Several studies have indicated that folic acid supplementation can significantly reduce the occurrence of neural tube defects in infants. We encourage all women attempting to get pregnant to take at least 400 mcg of folic acid daily. This is usually present in an over-the-counter daily prenatal vitamin. Too much folic acid can mask some other diseases, so a regular prenatal vitamin is usually enough unless there is an indication for you to take more. Ask your doctor which prenatal is right for you.
Omega-3 Fatty acids are also recommended for pregnancy. Recent research suggests that they may benefit visual and cerebral development. We recommend brands that use pharmaceutical grade materials and are tested for heavy metals such as lead and mercury. Some over-the-counter fish oil products contain high concentrations of vitamin A-like compounds, which may cause birth defects.
Research suggests that low-dose aspirin may be beneficial in increasing the circulation around the ovaries and the uterus, which could help stimulation of the lining of the uterus and implantation. Low-dose aspirin may also help prevent the microscopic formation of blood clots at the placenta that may increase the chance of a miscarriage. Speak to your doctor before starting aspirin therapy to see if it is right for you.

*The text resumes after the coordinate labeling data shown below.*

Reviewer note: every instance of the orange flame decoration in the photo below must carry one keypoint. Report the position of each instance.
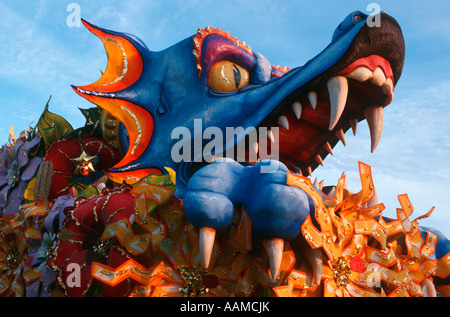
(362, 256)
(203, 33)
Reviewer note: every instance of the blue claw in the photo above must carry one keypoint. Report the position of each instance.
(276, 209)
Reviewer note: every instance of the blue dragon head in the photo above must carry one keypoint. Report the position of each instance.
(212, 80)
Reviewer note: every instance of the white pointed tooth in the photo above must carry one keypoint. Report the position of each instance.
(354, 125)
(378, 77)
(312, 97)
(344, 175)
(206, 243)
(318, 159)
(328, 148)
(274, 248)
(297, 108)
(340, 135)
(374, 118)
(282, 120)
(331, 192)
(390, 98)
(338, 90)
(361, 74)
(322, 182)
(388, 87)
(271, 136)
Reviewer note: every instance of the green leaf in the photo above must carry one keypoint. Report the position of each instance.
(92, 125)
(52, 127)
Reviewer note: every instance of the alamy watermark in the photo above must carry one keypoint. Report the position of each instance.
(243, 145)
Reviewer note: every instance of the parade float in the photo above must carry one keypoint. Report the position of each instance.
(145, 200)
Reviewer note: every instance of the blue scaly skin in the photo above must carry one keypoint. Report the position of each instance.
(154, 93)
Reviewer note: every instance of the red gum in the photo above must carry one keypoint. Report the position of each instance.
(371, 62)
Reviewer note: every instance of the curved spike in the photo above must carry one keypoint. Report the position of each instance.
(125, 63)
(206, 243)
(328, 148)
(274, 248)
(340, 135)
(314, 257)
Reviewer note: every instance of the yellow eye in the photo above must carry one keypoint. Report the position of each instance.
(226, 76)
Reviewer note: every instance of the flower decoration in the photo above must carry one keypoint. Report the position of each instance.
(12, 258)
(17, 168)
(41, 277)
(83, 240)
(78, 160)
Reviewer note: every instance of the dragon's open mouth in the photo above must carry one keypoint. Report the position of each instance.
(315, 117)
(312, 106)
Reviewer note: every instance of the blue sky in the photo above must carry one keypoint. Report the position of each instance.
(42, 56)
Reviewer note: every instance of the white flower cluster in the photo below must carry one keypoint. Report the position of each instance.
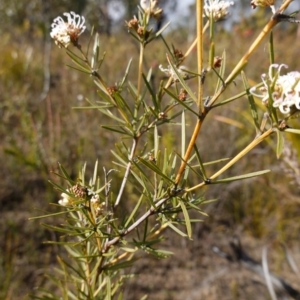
(218, 8)
(148, 4)
(286, 93)
(68, 32)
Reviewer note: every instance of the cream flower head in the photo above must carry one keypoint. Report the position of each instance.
(68, 32)
(218, 8)
(285, 92)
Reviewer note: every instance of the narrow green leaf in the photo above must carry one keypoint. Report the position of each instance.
(187, 219)
(108, 288)
(63, 170)
(176, 229)
(280, 143)
(221, 73)
(155, 169)
(241, 177)
(230, 99)
(201, 165)
(185, 104)
(271, 49)
(183, 134)
(95, 173)
(51, 215)
(251, 102)
(123, 105)
(152, 93)
(183, 83)
(122, 265)
(291, 130)
(95, 55)
(119, 130)
(133, 212)
(126, 73)
(82, 70)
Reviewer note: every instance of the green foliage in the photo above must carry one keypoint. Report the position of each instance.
(107, 223)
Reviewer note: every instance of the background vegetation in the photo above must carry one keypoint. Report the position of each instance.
(39, 128)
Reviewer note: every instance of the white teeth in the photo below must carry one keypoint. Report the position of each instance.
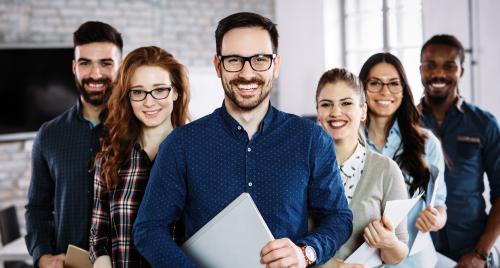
(247, 86)
(438, 85)
(95, 85)
(384, 102)
(337, 123)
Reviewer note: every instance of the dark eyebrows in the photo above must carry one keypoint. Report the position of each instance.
(100, 60)
(154, 85)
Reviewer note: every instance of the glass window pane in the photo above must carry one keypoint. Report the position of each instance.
(355, 60)
(361, 6)
(364, 32)
(410, 58)
(405, 26)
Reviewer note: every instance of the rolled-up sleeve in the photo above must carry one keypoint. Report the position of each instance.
(434, 156)
(491, 158)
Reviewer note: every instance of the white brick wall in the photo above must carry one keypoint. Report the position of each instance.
(183, 27)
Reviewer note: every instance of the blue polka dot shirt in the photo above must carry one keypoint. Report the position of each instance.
(288, 167)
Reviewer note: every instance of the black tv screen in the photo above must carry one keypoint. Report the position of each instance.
(36, 86)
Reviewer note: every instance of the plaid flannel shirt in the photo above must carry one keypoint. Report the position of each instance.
(115, 211)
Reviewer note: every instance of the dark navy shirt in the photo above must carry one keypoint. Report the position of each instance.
(288, 167)
(60, 193)
(471, 142)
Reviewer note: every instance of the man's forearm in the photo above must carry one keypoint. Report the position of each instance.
(492, 230)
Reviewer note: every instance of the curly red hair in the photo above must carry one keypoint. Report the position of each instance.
(122, 128)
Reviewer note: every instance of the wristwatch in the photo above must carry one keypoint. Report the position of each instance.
(483, 255)
(309, 254)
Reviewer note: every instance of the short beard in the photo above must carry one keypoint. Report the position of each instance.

There is also evidence that excessive intake of vitamin A may increase the chance of birth defects. Therefore, we recommend taking only prenatal vitamins as instructed by your physician.
Routine Gynecologic Care
During your fertility treatment, it is important for you to continue routine follow-up with your gynecologist or primary care physician. This includes a yearly blood pressure check, physical examination, Pap smear, and baseline mammogram for women 40 years of age and older.